Currently, r-polars has its own Result type on the R side, and error handling is done through it.
The backtrace generated that is quite easy to understand, but it is not necessarily easy to use when using polars internally in other packages, such as `testthat::expect_error()`.
4. Based on `rlang`.
Currently, r-polars has no R package dependencies.

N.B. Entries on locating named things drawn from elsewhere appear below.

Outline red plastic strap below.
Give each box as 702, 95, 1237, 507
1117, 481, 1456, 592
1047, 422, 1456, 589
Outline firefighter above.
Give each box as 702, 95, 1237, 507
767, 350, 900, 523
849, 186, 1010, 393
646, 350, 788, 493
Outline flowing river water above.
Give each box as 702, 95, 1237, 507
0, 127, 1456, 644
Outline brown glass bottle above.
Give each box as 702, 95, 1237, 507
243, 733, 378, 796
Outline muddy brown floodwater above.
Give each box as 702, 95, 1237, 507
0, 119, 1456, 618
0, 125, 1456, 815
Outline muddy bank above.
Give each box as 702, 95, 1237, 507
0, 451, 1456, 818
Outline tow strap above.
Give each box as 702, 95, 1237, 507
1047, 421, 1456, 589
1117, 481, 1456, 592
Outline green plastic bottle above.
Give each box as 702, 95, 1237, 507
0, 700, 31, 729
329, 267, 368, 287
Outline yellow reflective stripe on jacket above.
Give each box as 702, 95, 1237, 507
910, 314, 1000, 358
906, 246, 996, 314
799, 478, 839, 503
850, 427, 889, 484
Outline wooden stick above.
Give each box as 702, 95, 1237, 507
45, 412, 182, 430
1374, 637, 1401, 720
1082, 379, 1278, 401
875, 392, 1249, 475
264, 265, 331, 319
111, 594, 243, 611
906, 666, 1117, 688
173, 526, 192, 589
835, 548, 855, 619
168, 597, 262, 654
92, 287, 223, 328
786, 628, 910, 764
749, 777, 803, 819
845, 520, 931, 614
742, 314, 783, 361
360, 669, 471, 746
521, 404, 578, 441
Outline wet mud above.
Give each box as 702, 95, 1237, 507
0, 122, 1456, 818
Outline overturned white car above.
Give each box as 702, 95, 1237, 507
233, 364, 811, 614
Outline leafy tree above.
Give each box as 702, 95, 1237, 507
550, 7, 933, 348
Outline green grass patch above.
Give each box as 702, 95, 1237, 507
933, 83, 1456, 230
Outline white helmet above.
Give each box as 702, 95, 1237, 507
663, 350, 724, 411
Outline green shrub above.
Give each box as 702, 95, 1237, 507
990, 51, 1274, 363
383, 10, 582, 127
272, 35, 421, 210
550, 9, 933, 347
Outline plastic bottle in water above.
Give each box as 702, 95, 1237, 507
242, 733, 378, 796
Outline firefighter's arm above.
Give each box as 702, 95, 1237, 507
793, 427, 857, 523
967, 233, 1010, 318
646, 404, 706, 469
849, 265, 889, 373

This is great,
but that includes [a degraded copy of `list2()`](https://github.com/pola-rs/r-polars/blob/6eac27a0766d2b6ca92a72c1c7fa76eaeb58bb98/R/dotdotdot.R#L1-L20)

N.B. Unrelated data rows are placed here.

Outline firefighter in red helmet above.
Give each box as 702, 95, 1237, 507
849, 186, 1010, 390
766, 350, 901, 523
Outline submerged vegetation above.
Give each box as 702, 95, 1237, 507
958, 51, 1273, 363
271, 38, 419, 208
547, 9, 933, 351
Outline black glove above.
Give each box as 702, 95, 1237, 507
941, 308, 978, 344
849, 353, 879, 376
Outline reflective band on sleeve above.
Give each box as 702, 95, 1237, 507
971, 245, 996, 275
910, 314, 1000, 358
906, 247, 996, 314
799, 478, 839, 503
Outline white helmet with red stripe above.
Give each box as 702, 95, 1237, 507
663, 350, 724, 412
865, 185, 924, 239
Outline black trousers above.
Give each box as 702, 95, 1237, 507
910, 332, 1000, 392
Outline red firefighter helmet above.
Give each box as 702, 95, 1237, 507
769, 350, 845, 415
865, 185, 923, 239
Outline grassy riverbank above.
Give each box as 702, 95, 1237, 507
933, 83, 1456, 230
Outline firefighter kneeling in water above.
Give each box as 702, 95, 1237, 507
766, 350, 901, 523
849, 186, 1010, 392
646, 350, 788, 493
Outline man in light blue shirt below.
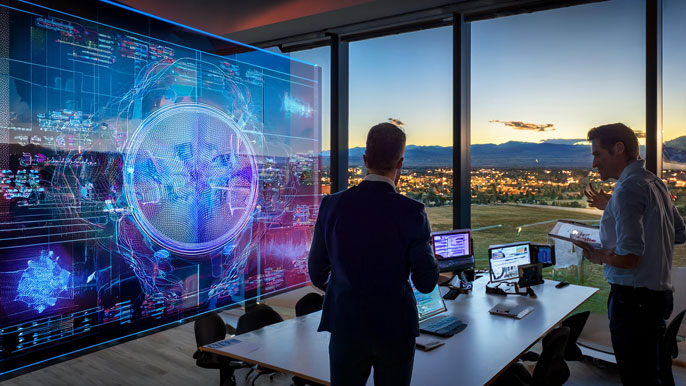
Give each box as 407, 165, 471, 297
575, 123, 686, 385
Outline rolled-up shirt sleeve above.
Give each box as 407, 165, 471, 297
612, 186, 646, 256
408, 209, 439, 293
672, 205, 686, 244
307, 197, 331, 289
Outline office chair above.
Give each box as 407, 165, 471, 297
193, 314, 235, 385
493, 326, 570, 386
236, 304, 283, 385
660, 310, 686, 386
561, 311, 591, 361
295, 292, 324, 316
236, 304, 283, 335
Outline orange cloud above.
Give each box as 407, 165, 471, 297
488, 120, 555, 131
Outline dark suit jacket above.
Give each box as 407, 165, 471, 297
309, 181, 438, 338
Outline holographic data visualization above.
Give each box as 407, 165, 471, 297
0, 1, 321, 380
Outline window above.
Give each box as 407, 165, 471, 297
348, 27, 452, 231
471, 0, 645, 312
662, 0, 686, 267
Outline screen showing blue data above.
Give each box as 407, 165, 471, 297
0, 1, 321, 380
410, 281, 446, 321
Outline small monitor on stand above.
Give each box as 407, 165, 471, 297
431, 229, 474, 273
431, 229, 474, 299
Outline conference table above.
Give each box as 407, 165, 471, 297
200, 278, 598, 386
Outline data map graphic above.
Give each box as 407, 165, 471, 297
0, 1, 321, 380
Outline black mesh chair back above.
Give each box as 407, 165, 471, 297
533, 327, 569, 386
562, 311, 591, 361
193, 314, 226, 369
295, 292, 324, 316
236, 304, 283, 335
660, 310, 686, 386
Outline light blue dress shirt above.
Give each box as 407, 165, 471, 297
600, 160, 686, 291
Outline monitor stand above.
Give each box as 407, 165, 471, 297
443, 269, 474, 300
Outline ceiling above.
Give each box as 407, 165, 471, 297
119, 0, 599, 48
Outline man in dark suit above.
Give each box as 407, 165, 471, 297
309, 123, 438, 386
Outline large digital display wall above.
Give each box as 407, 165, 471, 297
0, 1, 321, 380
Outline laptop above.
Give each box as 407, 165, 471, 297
410, 281, 467, 337
488, 241, 532, 283
431, 229, 474, 272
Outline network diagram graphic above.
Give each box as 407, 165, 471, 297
0, 3, 321, 379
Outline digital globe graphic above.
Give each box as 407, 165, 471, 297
124, 103, 258, 255
0, 0, 324, 382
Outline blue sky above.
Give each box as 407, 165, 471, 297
293, 0, 686, 149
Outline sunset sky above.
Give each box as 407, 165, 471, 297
292, 0, 686, 149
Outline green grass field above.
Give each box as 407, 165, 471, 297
426, 204, 686, 313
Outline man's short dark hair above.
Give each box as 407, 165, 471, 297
365, 122, 406, 170
588, 123, 638, 161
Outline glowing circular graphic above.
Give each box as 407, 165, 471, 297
124, 103, 258, 254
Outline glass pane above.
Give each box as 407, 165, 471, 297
471, 0, 645, 312
286, 46, 331, 194
348, 27, 452, 231
662, 0, 686, 267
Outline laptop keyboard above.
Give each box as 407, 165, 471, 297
419, 315, 467, 336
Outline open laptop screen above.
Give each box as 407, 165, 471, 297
410, 281, 447, 321
488, 241, 531, 282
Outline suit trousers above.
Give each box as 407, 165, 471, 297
329, 333, 415, 386
607, 284, 674, 386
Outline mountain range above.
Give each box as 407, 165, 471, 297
321, 136, 686, 168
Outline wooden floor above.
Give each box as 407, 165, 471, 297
2, 288, 686, 386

instead of the convenient functions in the `rlang` package.
`rlang` is a lightweight R package, and I feel that it is more beneficial to depend on the convenient functions of `rlang` than to stick to no dependencies.
1 and 3 are also related to the fact that it is built with extendr, and it seems that switching to savvy is appropriate here as well.
If we abandon the current Result type on the R side, it is natural to use `rlang` for error handling, so from that perspective, it is reasonable to depend on `rlang` in 4.
### Current Status
The directory structure on the Rust side is a complete copy of py-polars.
The structure of R classes is also the same as py-polars.
The basic classes such as `DataFrame`, `Series`, `Expr`, and `LazyFrame` have been implemented,
and some functions work correctly.
```{r}
df <- pl$DataFrame(
A = 1:5,
fruits = c("banana", "banana", "apple", "apple", "banana"),
B = 5:1,
cars = c("beetle", "audi", "beetle", "beetle", "beetle"),
)
df$sort("fruits")$select(
"fruits",
"cars",
pl$lit("fruits")$alias("literal_string_fruits"),
pl$col("B")$filter(pl$col("cars") == "beetle")$sum(),
pl$col("A")$filter(pl$col("B") > 2)$sum()$over("cars")$alias("sum_A_by_cars"),
pl$col("A")$sum()$over("fruits")$alias("sum_A_by_fruits"),
pl$col("A")$reverse()$over("fruits")$alias("rev_A_by_fruits"),
pl$col("A")$sort_by("B")$over("fruits")$alias("sort_A_by_B_by_fruits"),
)
```
Errors is displayed in a way that is not as bad. (Thanks, @etiennebacher)
```{r}
#| error: true
# Error from the Rust side
pl$DataFrame(a = "a")$cast(a = pl$Int8)
```
```{r}
#| error: true
# Error from the R side
pl$DataFrame(a = "a")$cast(a = integer)
```
The functionality to dispatch the methods of `Expr` to `Series` has also been implemented.
```{r}
s <- as_polars_series(mtcars)
s$struct$field |>
body()
s$struct$field("am")
```
Due to the changes in the package structure, it is now possible to add namespaces, which was not possible with the current r-polars.
```{r}
math_shortcuts <- function(s) {
# Create a new environment to store the methods
self <- new.env(parent = emptyenv())
# Store the series
self$`_s` <- s
# Add methods
self$square <- function() self$`_s` * self$`_s`
self$cube <- function() self$`_s` * self$`_s` * self$`_s`
# Set the class
class(self) <- c("polars_namespace_series", "polars_object")
# Return the environment
self
}
pl$api$register_series_namespace("math", math_shortcuts)
s <- as_polars_series(c(1.5, 31, 42, 64.5))
s$math$square()$rename("s^2")
```
It is now possible to have different bindings for each instance.
```{r}
#| error: true
# The `fields` binding is only available for `Struct`.
pl$Struct(a = pl$Int32)$fields
pl$Int32$fields
```
### Disadvantages
Due to the changes in the R class structure, the methods are now dynamically added by a loop each time an R class is built.
So I'm worried that the performance will degrade after a large number of methods are available.
However, it is difficult to compare this at the moment.
### Next Steps
I would like to check if it is possible to implement a process like `map_elements` that calls the R from the Rust side.